A Simple Framework: Six Dimensions That Matter
When an LLM touches deterministic systems, the bar isn't "looks right" — it's repeatable, auditable, testable, and safe to ship. Evaluate any LLM initiative along six axes:
- Contract Strength: Free-form text vs. structured schema with tight constraints
- Semantic Correctness: Does it implement requirements exactly, including edge cases?
- Reproducibility: Same input → consistent output (through validation, not generation)
- Verification Harness: Automated checks, tests, agentic loops that iterate on failures
- Auditability: Full traceability from requirement to deployed rule
- Operational Fit: Works with existing tools, UIs, approval workflows
Rule of thumb: The more "code-shaped" the output, the more verification you need. The more "form-shaped," the more you can rely on existing deterministic machinery.

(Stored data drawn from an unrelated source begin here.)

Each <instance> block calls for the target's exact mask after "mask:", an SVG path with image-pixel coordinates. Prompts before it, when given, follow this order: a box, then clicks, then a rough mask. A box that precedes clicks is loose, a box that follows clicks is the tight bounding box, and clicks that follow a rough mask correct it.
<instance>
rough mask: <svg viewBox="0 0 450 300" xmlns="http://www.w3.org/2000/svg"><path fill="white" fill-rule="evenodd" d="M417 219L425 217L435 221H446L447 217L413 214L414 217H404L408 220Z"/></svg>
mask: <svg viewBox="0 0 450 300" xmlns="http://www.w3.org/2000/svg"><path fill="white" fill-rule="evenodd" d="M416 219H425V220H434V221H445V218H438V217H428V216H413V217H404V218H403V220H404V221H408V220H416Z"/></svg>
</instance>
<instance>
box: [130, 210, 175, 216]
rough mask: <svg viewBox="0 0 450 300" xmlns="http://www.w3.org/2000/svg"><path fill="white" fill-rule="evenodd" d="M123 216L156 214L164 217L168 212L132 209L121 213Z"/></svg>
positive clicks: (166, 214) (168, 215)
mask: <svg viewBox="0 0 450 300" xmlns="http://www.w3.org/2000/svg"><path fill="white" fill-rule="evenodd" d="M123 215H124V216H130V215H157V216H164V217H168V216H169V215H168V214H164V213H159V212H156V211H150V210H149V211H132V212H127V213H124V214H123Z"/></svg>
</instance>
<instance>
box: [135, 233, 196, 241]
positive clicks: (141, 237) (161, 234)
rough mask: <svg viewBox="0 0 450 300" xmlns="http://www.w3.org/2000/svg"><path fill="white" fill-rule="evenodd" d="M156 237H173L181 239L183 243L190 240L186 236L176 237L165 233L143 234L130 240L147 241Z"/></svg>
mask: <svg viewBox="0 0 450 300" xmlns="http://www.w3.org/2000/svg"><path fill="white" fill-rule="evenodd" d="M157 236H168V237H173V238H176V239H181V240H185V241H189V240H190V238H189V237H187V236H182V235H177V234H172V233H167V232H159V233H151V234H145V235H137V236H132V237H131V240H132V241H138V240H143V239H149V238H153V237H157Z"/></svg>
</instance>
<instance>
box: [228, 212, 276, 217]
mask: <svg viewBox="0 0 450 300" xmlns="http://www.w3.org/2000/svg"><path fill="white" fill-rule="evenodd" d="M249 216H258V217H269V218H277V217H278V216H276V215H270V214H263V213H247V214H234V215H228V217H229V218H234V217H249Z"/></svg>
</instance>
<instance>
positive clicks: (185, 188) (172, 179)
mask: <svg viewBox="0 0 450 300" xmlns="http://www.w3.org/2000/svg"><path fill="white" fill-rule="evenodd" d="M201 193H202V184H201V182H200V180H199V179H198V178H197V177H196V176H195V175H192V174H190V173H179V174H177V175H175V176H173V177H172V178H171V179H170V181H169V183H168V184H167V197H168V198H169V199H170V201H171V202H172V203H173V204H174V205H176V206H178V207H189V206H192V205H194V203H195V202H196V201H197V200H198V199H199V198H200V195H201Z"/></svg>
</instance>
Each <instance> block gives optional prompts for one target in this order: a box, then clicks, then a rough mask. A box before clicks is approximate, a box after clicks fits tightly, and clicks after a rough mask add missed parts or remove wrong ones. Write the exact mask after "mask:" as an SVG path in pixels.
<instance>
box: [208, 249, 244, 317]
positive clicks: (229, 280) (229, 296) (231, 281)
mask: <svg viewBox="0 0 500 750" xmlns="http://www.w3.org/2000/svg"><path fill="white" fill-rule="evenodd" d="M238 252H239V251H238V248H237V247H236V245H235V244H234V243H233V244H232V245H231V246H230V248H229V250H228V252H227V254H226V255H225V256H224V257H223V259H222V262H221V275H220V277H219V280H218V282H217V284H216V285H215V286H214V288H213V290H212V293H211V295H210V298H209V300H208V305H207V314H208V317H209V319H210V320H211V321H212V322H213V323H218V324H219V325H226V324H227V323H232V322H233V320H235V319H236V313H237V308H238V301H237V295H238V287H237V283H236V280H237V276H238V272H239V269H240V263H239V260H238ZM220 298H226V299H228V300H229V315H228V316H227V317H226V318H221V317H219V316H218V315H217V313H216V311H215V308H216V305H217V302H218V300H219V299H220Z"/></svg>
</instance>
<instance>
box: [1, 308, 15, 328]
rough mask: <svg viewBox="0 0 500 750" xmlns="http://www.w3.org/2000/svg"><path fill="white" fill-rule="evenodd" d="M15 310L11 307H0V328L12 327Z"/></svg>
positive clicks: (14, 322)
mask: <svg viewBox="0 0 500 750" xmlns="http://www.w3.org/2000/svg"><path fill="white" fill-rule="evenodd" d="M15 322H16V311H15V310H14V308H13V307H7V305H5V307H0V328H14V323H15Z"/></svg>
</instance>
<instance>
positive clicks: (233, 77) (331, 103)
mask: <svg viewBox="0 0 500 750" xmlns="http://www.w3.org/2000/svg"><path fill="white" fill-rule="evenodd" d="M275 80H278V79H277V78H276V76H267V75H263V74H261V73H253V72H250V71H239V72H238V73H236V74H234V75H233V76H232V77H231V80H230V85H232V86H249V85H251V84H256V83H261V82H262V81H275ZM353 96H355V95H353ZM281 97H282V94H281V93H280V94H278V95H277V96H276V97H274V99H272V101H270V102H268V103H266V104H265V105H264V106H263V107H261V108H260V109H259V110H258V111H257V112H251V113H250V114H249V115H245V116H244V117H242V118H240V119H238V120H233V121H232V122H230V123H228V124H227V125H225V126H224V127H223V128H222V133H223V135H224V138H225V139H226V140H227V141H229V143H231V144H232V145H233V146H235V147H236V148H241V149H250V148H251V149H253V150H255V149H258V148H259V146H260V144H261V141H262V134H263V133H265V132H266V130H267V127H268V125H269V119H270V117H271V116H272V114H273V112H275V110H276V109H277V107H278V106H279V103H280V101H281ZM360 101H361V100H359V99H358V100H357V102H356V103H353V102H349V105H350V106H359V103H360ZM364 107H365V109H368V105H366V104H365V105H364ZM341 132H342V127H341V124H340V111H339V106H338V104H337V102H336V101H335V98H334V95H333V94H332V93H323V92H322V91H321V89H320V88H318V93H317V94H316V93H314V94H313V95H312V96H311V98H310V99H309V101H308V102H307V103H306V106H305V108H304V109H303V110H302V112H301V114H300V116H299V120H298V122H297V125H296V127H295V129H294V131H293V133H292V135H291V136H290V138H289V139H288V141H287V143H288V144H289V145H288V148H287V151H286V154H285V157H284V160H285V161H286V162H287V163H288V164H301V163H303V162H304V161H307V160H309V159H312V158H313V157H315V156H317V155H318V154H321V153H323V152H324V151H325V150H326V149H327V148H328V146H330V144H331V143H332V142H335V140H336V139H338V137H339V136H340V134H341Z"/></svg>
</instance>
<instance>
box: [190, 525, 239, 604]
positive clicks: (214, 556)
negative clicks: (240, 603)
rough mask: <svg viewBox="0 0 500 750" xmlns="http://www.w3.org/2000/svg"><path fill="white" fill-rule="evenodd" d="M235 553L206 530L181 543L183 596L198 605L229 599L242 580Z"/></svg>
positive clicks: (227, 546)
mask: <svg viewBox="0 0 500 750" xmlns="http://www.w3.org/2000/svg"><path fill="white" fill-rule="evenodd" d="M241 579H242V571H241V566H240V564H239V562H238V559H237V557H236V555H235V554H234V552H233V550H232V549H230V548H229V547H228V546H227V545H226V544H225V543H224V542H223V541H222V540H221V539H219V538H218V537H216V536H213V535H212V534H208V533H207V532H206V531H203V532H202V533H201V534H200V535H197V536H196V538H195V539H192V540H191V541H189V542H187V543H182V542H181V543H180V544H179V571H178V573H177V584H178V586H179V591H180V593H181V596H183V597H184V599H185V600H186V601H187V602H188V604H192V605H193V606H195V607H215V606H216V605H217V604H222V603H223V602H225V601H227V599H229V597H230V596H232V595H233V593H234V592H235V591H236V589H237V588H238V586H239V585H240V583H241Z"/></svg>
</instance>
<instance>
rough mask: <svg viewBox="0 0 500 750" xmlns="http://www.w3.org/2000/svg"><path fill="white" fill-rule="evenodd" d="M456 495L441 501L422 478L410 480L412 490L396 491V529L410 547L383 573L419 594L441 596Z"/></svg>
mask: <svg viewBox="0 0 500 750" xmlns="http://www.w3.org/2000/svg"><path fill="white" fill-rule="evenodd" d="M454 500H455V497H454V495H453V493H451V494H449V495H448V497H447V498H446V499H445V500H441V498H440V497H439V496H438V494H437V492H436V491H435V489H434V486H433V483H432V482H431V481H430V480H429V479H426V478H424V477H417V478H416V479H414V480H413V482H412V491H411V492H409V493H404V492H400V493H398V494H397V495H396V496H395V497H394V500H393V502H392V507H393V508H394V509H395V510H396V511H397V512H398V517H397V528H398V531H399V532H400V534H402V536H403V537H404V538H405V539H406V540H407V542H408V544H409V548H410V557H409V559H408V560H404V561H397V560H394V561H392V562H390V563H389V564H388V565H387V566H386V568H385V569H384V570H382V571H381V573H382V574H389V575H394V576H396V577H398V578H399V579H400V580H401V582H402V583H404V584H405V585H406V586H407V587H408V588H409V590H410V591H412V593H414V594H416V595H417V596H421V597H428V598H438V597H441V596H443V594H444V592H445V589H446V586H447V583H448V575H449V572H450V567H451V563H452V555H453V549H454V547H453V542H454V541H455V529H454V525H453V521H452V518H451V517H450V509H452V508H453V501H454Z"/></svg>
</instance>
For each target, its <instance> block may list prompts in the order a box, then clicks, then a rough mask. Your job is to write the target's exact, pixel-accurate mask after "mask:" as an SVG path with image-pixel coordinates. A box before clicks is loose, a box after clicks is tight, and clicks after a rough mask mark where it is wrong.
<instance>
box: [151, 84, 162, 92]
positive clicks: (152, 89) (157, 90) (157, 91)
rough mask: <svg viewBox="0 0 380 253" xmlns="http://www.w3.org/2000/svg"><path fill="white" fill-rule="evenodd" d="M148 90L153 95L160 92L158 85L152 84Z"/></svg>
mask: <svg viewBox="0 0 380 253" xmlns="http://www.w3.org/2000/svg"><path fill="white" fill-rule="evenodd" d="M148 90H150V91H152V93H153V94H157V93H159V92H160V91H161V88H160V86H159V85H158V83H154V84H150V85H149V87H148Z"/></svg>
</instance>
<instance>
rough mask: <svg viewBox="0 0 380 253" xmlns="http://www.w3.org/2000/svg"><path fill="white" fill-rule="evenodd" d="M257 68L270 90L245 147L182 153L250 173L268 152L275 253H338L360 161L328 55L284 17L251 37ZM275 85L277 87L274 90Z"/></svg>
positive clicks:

Key Learnings From These Attempts
-
Avoid end-to-end code generation in governed systems. It introduces hidden nondeterminism (dependency selection that compiles but is subtly wrong), brittle workarounds from context limits (generating SQL for 3 of 11 tables), and creates review bottlenecks in regulated environments.
-
Use LLMs as translators to frozen schemas, not autonomous engineers. Convert requirements into tight, reviewable schemas (JSON templates matching existing formats), predefine dependency bundles and contracts to eliminate creative variance, then hand off execution to the deterministic pipeline.
-
Leverage existing deterministic infrastructure. Feed LLM-generated structured inputs into proven ingestion/compilation utilities instead of replacing them — reliability for free, LLM speed as bonus.
-
Validate against historical examples early. Comparing generated templates to hundreds of historical examples catches structural problems before they touch the rules engine.
-
Enforce determinism through agentic validation loops, not generation. Run schema checks, compilation, regression tests, and corpus comparisons programmatically. Let the LLM iterate on error messages until tests pass — self-correction within guardrails dramatically improves output quality.
-
Put humans at decision points, not in every iteration. Experts review the final validated artifact; automated loops handle refinement. Store full traceability: requirement version, artifact version, test results, approvals, reviewer, timestamp, deployed rule IDs, rollback pointers.
The winning architecture
The winning architecture separates concerns so each component does what it does best:
- LLM as intelligent translator → converts requirements to structured representations
- Agentic validation loops → iterative refinement based on automated test failures
- Deterministic compilation/execution → existing systems remain source of truth
- Frozen dependencies and schemas → eliminate nondeterministic selection
- Human-in-the-loop at decision points → experts review final output; LLM handles iteration speed
This isn't "AI replaces developers" or "AI is just autocomplete." It's "AI as a force multiplier for specialized knowledge workers operating within well-defined guardrails."
Conclusion: The Right Question
The enterprises succeeding with LLMs aren't asking "How do we replace our legacy systems with AI?"
They're asking: How do we make our legacy systems 10x more responsive to business needs using LLMs as an intelligent interface layer?
Start there. Build from there. And measure success not by what you've replaced, but by how much faster your organization can turn business requirements into business value.